Os apoios financeiros também foram destinados a estabelecimentos de ensino com mais de 100 mil euros, área em que o presidente recordou a falta de um valor destinado à conclusão do 'Campus da Talagueira' do Instituto Politécnico de Castelo Branco cujo o concurso público, ao qual nenhuma empresa de construção civil concorreu, ficando por isso deserto. 

Na saúde o apoio foi superior a 750 mil euros, nomeadamente, para a requalificação do centro de saúde de Alcains e de Cebolais de Cima / Retaxo e para o pagamento da nova Unidade de Cuidados Intermédios Intensivos do Hospital Amato Lusitano, com doze camas de pressão negativa.
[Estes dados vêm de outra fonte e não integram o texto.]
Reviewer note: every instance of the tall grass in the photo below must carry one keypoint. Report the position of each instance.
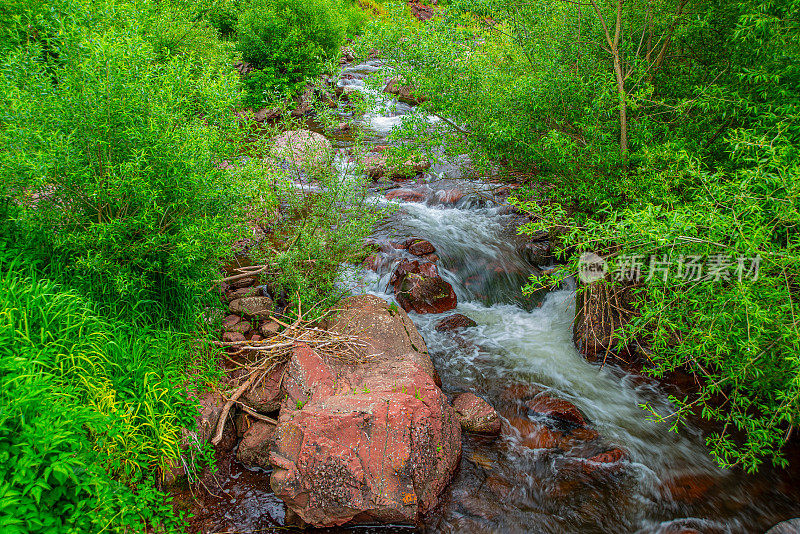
(88, 407)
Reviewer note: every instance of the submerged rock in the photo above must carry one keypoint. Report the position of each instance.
(372, 440)
(420, 247)
(419, 287)
(454, 322)
(557, 408)
(376, 165)
(476, 415)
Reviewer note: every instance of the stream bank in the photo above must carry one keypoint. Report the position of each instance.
(602, 467)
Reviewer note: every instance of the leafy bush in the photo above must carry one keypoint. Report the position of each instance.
(680, 137)
(288, 41)
(112, 159)
(87, 408)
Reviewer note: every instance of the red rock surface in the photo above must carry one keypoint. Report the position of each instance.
(420, 247)
(476, 415)
(254, 448)
(266, 396)
(369, 441)
(419, 287)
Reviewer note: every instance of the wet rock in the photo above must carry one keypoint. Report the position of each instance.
(534, 435)
(378, 166)
(254, 307)
(229, 321)
(255, 445)
(266, 396)
(689, 488)
(476, 415)
(557, 408)
(374, 441)
(233, 337)
(269, 329)
(406, 195)
(243, 292)
(792, 526)
(612, 456)
(455, 321)
(419, 287)
(397, 87)
(302, 147)
(420, 247)
(243, 327)
(450, 196)
(384, 330)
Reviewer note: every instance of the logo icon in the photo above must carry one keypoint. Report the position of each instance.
(591, 267)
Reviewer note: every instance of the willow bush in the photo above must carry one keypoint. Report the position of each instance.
(674, 135)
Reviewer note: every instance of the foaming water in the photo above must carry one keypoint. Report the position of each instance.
(667, 483)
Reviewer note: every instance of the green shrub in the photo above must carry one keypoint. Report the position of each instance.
(112, 159)
(289, 42)
(88, 408)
Este ano o executivo decidiu, por unanimidade, atribuir este apoio para afirmar o hospital de Castelo Branco e para que haja atratividade de médicos e outros profissionais de saúde de todo o país, para beneficiar os seis concelhos inseridos na área territorial do serviço da Unidade Local de Saúde de Castelo Branco (ULSCB). 

Já o apoio anual ao desporto compreende o montante de 600 mil euros distribuídos a todos os clubes e associações desportivas do concelho. 

Ao afirmar que já entrou em vigor o regulamento municipal de atribuição de apoios às associações e entidades, o Presidente da Câmara diz ter feito uma análise dos apoios atribuídos pela autarquia nos últimos vinte anos, e declarou aos jornalistas presentes que, no ano de 2021, utilizando um termo afetuoso, até nem é aquele mais 'gordinho', "antes pelo contrário, em 2013 os valores foram significativamente mais elevados", afirmou. 

José Augusto Alves também se referiu, ao terminar a sua comunicação em conferência de imprensa que, muitas vezes os pedidos de apoio não são concretizados, porque existe um processo demoroso que implica e envolve as duas partes e basta não se entregar uma certidão de não divida à Autoridade Fiscal e Aduaneira ou ao Instituto de Gestão da Segurança Social para que o pedido não seja atribuído devido ao facto de ser obrigatório administrativamente, segundo a legislação atual, para se fazer o uso do erário público.